Fables originales/Livre II/Fable 10

Edouard Dentu (p. 43-44).

FABLE X.

La Médecine


Ne m’approche jamais,
Je te hais !
En ces mots, un vivant, d’une gaillarde mine,
Défendait à la Médecine,
L’accès de son logis. La dame respecta
L’ordre formel reçu.

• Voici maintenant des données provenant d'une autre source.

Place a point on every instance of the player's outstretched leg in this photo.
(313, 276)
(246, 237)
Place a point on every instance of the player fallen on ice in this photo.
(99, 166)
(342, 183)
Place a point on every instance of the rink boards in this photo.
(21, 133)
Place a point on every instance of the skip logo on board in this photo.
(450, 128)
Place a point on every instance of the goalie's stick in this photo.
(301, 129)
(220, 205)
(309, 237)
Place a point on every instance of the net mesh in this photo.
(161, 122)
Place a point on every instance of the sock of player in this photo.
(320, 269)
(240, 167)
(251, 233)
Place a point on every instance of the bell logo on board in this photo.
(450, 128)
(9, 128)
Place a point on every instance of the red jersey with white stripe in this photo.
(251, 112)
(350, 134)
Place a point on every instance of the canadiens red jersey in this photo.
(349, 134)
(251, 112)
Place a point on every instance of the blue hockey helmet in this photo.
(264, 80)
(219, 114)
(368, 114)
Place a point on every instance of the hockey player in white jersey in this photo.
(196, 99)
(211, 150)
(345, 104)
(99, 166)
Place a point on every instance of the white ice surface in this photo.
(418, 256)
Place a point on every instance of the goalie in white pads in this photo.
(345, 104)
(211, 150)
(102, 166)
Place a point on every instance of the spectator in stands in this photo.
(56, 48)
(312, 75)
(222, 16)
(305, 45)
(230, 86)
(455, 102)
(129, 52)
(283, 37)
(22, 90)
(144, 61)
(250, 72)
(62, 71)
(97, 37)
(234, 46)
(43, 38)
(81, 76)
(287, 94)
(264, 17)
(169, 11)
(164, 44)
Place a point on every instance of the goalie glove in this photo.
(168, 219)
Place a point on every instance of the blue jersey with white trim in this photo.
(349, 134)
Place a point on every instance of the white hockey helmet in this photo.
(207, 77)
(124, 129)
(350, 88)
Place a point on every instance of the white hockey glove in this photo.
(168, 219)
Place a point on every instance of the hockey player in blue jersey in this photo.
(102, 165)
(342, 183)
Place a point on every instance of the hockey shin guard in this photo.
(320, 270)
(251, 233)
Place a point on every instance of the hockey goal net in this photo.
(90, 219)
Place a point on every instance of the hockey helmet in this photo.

L’autre se délecta,
Savourant le bordeaux, chantant bock à Grégoire.
Un jour notre vivant éprouve après le boire

Au côté droit, devers le dos,
Douleur à lui briser les os.
Il n’est pas fier, pas à la fête,
La douleur montant à la tête.
L’endolori las de gémir,
De geindre qu’il allait mourir,
Coiffe le bonnet blanc, s’enferme dans sa chambre,
Chauffe devant le feu tout son corps membre à membre.
Le mal ne cède point ; que si qu’il cédera,.
L’huile de lin l’adoucira.
Holà ! Benoit, Lisbeth, Martine !
Courez quérir la Médecine.

 
Avec son savoir patenté,

Couronné, prôné, breveté,
La Médecine arrive en flacons, en flanelle.
— De vos airs arrogants qu’avez vous fait ? dit-elle.
Ne prétendiez vous pas
Préférer le trépas
À ma sombre venue… — Ô ma douce compagne,
Le goujat en santé bat un peu la campagne ;
Ce qu’on détestait hier on l’adore aujourd’hui…
— Parce qu’on a, mon cher, mis son espoir en lui,
Riposta durement l’altière Médecine.
L’autre baisse le chef, murmure : Va ! coquine !
Quand tu m’auras tiré de l’enclos du cercueil,
Je te jette à la porte et t’interdis mon seuil.
Ce genre de reconnaissance
Est bien plus commun qu’on ne pense.